Wenn die oberste Ebene versagt
Dass der Informationsfluss auf der »obersten Ebene« oft nicht der beste ist, weiß jeder Arbeitnehmer oder Beamter. Doch auch PCs haben unter diesem Zustand zu leiden. Immerhin können sich Rechner wenigstens mithilfe einer passenden Fehlermeldung zu Wort melden.
Bei Mitarbeitern dürfte ein entsprechendes Memo oder eine E-Mail Richtung »oben« nicht in jedem Fall zum gewünschten Erfolg führen.
Die Nichtfunktion
Zum Abschluss noch ein Blick auf eine revolutionäre Entwicklung im Software-Bereich: die Nichtfunktion.

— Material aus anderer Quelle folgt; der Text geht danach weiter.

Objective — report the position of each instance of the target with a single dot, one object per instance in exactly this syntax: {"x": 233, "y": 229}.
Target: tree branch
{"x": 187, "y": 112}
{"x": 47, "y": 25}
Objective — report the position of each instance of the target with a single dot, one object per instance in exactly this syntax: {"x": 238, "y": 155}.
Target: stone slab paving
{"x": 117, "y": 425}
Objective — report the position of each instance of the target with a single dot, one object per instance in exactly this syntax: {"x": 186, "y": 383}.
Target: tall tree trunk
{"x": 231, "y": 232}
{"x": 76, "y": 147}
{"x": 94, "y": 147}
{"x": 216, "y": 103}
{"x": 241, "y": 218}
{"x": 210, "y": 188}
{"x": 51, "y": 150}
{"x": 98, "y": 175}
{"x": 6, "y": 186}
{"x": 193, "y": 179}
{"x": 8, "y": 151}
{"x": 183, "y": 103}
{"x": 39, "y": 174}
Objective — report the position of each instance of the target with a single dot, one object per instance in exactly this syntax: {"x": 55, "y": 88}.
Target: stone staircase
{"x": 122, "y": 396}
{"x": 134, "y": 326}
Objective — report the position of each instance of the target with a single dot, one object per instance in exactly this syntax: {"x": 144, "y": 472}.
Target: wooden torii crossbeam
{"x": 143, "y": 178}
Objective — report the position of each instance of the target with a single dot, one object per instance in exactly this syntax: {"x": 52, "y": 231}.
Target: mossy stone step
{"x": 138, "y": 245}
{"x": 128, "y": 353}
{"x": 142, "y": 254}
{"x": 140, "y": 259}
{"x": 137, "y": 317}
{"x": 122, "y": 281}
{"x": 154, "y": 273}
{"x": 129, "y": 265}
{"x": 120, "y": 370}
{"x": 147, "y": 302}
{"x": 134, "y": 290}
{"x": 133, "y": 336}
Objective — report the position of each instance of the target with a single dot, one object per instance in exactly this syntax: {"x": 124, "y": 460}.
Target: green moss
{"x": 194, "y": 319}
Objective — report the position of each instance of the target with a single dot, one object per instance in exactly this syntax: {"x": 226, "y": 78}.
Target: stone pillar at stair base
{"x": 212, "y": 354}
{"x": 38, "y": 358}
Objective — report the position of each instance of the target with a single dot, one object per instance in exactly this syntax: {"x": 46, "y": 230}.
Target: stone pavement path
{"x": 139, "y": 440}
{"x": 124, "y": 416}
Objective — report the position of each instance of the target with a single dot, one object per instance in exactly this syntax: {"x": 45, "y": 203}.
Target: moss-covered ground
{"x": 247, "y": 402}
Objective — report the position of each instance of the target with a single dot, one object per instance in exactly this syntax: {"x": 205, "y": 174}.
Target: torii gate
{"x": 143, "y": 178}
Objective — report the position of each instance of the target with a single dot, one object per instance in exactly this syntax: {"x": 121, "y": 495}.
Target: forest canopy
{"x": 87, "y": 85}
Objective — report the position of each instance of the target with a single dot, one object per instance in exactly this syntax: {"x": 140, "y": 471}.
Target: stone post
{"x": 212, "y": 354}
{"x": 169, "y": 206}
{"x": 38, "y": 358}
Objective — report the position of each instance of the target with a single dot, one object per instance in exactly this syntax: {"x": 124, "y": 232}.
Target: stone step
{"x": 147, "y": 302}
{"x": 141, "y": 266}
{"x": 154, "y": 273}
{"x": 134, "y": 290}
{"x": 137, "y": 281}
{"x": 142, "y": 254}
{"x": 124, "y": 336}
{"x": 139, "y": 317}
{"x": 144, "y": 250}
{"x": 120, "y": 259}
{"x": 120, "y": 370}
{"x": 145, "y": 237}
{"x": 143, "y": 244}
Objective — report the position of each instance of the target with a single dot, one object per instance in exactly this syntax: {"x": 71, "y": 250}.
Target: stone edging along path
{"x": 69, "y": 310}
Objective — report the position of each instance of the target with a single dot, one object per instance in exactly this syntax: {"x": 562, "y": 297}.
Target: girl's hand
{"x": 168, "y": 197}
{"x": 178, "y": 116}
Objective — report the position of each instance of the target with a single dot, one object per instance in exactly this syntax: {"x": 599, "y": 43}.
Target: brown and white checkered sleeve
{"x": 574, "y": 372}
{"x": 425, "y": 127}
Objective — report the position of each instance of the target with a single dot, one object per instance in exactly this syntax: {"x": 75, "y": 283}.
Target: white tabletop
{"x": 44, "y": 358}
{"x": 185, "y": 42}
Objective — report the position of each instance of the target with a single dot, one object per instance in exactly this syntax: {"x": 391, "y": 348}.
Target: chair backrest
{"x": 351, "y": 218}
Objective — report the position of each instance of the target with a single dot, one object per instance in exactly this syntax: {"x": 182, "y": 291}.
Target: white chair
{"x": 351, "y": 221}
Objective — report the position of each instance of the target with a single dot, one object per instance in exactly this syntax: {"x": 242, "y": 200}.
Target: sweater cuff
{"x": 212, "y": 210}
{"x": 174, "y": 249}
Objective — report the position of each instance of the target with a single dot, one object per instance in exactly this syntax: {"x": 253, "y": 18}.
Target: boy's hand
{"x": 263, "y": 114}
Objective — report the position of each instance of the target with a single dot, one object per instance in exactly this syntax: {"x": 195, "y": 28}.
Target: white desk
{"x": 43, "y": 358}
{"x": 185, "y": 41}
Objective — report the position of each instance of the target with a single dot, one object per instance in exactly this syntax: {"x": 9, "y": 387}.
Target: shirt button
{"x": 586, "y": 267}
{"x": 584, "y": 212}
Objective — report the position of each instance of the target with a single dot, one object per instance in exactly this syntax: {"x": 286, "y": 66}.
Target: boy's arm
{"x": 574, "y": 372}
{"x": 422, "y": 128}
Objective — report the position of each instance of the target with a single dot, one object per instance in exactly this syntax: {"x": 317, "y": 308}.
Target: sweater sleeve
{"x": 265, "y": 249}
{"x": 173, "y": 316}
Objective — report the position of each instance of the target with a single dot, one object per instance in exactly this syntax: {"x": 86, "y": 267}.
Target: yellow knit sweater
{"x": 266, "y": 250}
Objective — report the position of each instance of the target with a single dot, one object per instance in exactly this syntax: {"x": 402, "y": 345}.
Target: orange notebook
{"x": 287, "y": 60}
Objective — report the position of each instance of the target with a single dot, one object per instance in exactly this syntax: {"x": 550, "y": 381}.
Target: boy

Wir ahnten es bereits: So wie es Schwarz und Weiß gibt, oder Materie und Antimaterie, musste auch ein Pendant zur (Programm-)Funktion existieren.
Es dauerte zwar etwas, bis sich erste Spuren der Nichtfunktion fanden. Aber – voilà – hier ist der Beweis. Wir sind schon gespannt darauf, mit welchen Nichtfunktionen uns Windows 7, MacOS X »Schneeleopard« oder die neuen Ubuntu-Linux-Versionen beglücken werden.